NGMH renovation: rapporteur report #4, May 2019
/Words and images by Marcus Duran, New Unity’s project rapporteur
Date: Friday 31st May 2019
The complete scaffolding and hoarding structure is now firmly in place. The apple-green colour of the wooden hoardings chimes perfectly with the full-bloom of early summer across the road on Newington Green. The new project information boards also provide passers-by with a much improved sense of the scale of change happening within the building.
Digging work has been going well. The multiple conveyor belts that link their way out of the back of the building spin relentlessly to get every last fragment off site and on its way to the main London building site waste processing plant in Silvertown. At the time of writing this report, eighteen full skips of rubble, soil and clay – each weighing 15 tonnes – have been removed from the site.
The “undermining” of the building – i.e. the creation of a completely new concrete foundation – requires accurate placement of steel pins and pouring of liquid concrete to create slabs that will stabilise the new extension to the building.
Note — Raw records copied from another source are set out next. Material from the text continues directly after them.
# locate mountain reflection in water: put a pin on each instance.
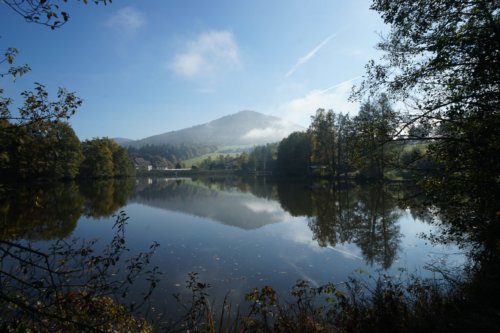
(239, 232)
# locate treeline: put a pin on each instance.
(166, 155)
(51, 150)
(336, 145)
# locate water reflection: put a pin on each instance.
(51, 211)
(363, 215)
(366, 216)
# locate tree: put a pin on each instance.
(375, 127)
(444, 55)
(98, 162)
(322, 135)
(66, 151)
(294, 154)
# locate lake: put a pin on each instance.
(238, 233)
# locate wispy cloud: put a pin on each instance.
(335, 97)
(302, 60)
(206, 54)
(126, 19)
(278, 131)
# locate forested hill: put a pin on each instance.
(242, 128)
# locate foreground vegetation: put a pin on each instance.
(444, 54)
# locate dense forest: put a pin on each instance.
(366, 146)
(51, 150)
(439, 57)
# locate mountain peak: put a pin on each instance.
(245, 127)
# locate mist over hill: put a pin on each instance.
(239, 129)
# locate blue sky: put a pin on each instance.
(147, 67)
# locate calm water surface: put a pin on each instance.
(238, 234)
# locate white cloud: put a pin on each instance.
(127, 19)
(300, 110)
(205, 55)
(278, 131)
(308, 56)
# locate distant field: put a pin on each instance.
(197, 160)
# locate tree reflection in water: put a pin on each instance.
(51, 211)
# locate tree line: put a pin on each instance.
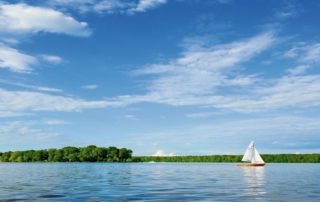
(90, 153)
(93, 153)
(269, 158)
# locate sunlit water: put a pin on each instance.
(158, 182)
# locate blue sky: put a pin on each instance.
(171, 77)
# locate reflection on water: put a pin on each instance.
(158, 182)
(255, 181)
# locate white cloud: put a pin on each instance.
(298, 70)
(305, 53)
(108, 6)
(55, 122)
(53, 59)
(23, 18)
(144, 5)
(16, 61)
(22, 133)
(90, 86)
(199, 73)
(28, 102)
(111, 6)
(28, 86)
(160, 152)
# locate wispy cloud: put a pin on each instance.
(90, 86)
(19, 102)
(144, 5)
(23, 133)
(160, 152)
(53, 59)
(305, 53)
(32, 87)
(15, 60)
(23, 18)
(108, 6)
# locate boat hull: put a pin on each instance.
(251, 164)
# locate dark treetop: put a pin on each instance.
(90, 153)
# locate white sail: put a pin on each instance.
(249, 152)
(256, 157)
(252, 154)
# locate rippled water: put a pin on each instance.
(158, 182)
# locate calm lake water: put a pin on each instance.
(158, 182)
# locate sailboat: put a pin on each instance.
(252, 155)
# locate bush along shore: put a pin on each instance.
(90, 153)
(268, 158)
(93, 153)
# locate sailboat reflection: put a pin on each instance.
(255, 181)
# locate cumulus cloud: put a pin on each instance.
(23, 18)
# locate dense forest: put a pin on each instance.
(69, 154)
(112, 154)
(269, 158)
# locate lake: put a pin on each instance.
(158, 182)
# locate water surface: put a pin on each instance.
(158, 182)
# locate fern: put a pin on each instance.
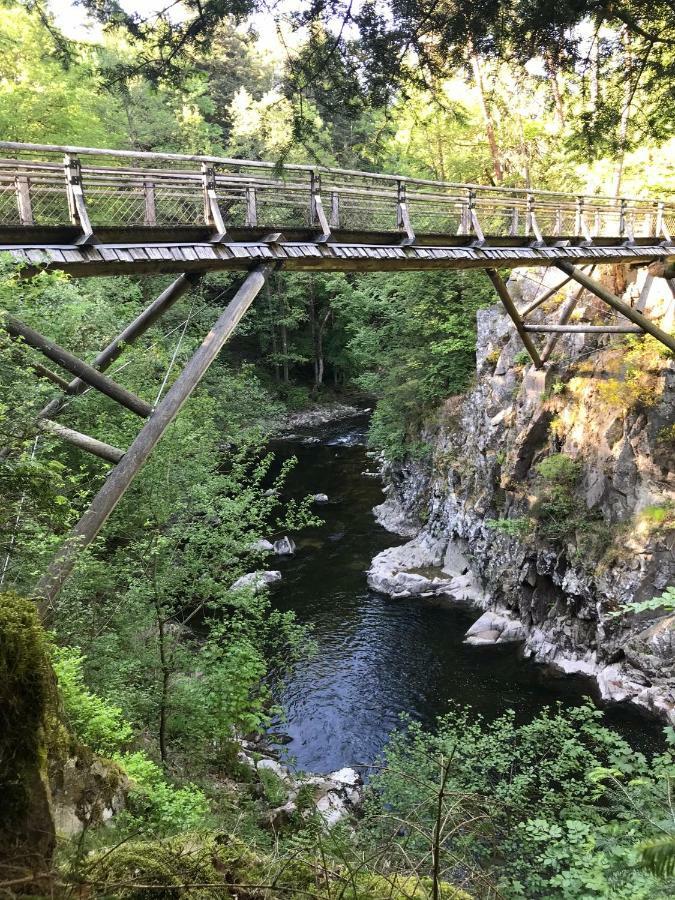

Over the next seven weeks the builders will dig their way to the outside yard, fusing one set of pins into the ground at a time as they dig and build their way outward. The work has to be executed to very accurate standards, down to the last single millimetre. Because of the nature of this type of project – new structures built within the shell of older structures – builders often find they are working in tight and awkward spaces, hence the specialism involved here.
The facade of the Newington Green Meeting House is now covered almost entirely in scaffolding, which reaches the highest point of the building via three simple ladders. This marks the beginning of the next major part of the project: addressing the exterior of the building. This will involve building a new wheelchair accessible entrance as well as many other renovations, including new insulation, stone cleaning and paintwork.
The raised structure provides rarely seen close-ups of the higher brickwork and roof. It also highlights why this work is so necessary. Much finer, more ornate stone work exists beneath the surface of the thick layering of masonry paint that currently envelopes the building. The intention is for much of this detail to come to life once the new paintwork has been applied.